2013 Elite Series Ramada Quest Bull Shoals Lake - Bull Shoals, AR, Apr 19 - 22, 2013

Bull Shoals throws down a challenge

About the author

Kevin VanDam

Kevin VanDam

In the world of professional bass fishing, Kevin VanDam is at the pinnacle and arguably the best in the world. KVD has 4 Bassmaster Classic wins and 7 Angler of the Year titles to his name. 

Thursday’s cancellation gave me another day to contemplate how I’m going to catch bass here at Bull Shoals over the next few days.

It’s going to be an interesting tournament. Everyone’s mind will be whirling over what effect yesterday’s storm will have on the fish.

It’s been very strange since we got here. The fish are a lot different than they were when we were here a year ago.

The weather is weird. We’ve had a long, cold spring and then we had a big warm up. Prior to Thursday’s cancellation, the lake temperature had come up 10 degrees. It was 51 on Monday and 61 Wednesday. That’s radical.

But these fish want to spawn. In a matter of two days, they went from prespawn to spawn.

You’d think the fishing would be good because the lake was so clear. On the lower end I could see down to 20 feet or more and down to 10 feet on the upper end.

But this storm and heavy rain could change that. We will find out today.

I’m still amazed at how much I learn about the spawn every year.

For example, these fish have been really spooky. Several could be seen cruising down the bank and some on beds. Those early bedders can be easy to catch.

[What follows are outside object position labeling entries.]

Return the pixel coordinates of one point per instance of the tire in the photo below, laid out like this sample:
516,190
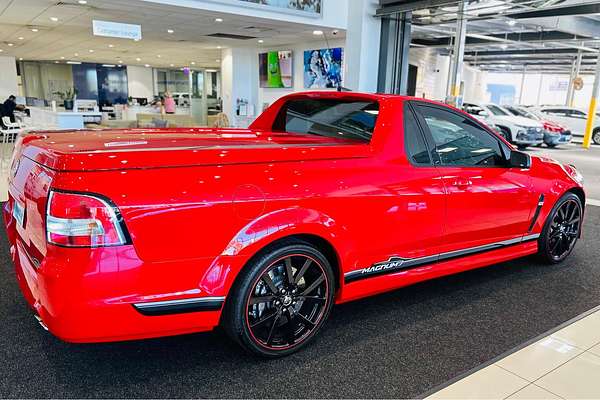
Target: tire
271,315
561,229
596,136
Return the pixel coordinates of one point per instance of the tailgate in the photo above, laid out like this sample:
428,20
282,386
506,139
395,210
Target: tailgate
29,184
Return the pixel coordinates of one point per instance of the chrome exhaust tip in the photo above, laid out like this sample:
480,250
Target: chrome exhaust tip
39,320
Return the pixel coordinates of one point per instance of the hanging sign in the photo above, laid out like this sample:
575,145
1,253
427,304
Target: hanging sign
117,29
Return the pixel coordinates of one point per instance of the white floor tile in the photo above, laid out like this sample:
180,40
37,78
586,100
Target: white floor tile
489,383
540,358
584,333
595,350
533,392
577,379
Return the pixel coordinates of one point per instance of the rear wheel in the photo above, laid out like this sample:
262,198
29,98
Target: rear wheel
281,300
561,230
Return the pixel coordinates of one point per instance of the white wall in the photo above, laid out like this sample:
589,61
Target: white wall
140,81
335,12
8,77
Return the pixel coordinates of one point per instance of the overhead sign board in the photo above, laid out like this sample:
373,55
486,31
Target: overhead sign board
117,29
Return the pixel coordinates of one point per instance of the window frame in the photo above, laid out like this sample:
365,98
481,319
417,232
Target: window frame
504,148
407,108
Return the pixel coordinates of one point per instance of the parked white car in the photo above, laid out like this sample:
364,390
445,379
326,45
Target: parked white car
573,118
520,131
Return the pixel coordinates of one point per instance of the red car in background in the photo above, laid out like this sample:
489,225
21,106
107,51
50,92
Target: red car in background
327,197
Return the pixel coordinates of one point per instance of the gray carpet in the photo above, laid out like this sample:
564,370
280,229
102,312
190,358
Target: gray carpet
395,345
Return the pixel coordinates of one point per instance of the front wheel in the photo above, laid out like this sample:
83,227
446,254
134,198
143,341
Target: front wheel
281,300
561,230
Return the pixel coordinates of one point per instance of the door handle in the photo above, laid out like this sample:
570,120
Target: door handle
462,183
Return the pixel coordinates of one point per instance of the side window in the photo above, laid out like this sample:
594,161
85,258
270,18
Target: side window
555,111
416,148
333,118
459,141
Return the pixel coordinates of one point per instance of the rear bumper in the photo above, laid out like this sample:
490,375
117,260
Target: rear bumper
99,295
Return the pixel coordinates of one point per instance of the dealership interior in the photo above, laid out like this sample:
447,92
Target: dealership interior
529,69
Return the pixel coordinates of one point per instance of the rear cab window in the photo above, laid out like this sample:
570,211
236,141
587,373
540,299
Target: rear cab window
352,119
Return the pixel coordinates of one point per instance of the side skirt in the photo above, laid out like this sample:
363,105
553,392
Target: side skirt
398,264
180,306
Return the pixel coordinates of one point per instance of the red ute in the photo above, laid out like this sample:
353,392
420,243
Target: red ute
326,198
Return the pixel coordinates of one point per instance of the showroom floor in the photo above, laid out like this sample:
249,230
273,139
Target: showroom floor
397,345
564,364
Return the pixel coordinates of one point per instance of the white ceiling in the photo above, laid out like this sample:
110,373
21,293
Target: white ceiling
188,45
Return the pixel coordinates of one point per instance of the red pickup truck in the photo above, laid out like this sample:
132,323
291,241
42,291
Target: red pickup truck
327,197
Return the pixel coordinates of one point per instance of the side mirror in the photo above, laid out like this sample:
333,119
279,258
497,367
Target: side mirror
519,160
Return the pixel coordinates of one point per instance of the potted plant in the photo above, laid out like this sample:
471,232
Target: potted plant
68,97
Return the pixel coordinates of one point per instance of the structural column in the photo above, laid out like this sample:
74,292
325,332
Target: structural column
589,128
574,74
394,53
239,82
364,30
459,53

But, here, when you cast to them with 6-pound line and finesse bait, they run off. It takes several minutes for them to come back, and then they spook again.

Now that’s some skittish fish. They know they need to be spawning but they seem scared to be too shallow.

It’s different at both ends of the lake. The bass were spawning on the upper end where it was warmer; in the deeper, colder lower end, they were in prespawn.

I spent a lot of time looking at areas trying to figure out ways to catch them, and it still has me befuddled.

One fish will swim 10 feet to eat the bait while another will spook. You just have to keep casting and looking.

Another challenge is trying to judge the size of the catchable fish you see in that deeper water. The bass have to be 15 inches here, and it’s not easy to judge when they are that deep.

Under these conditions, you have to think like a hunter. Keep the sun at your back and make long casts with fluorocarbon line. If you can make the cast without the fish seeing you, you stand a better chance of making them react.

I’ve also experimented with different lenses on my Oakley sunglasses, and I’ve found that, depending on the sun and clouds, either tungsten iridium or shallow blue have worked best. Ordinarily, anything amber colored works well.

The traditional way to fish spawners is to sit out deep and throw shallow, but I’m going to try to sit shallow and throw deep. I’m thinking that I’ll be less visible to the fish; and by bringing the bait from deep to shallow, the bass will be less spooky.

I look for this tournament to be tough and that’s OK with me. I pride myself in being able to make the right adjustments under tough conditions, so let the battle begin!

Remember, it’s all about the attitude.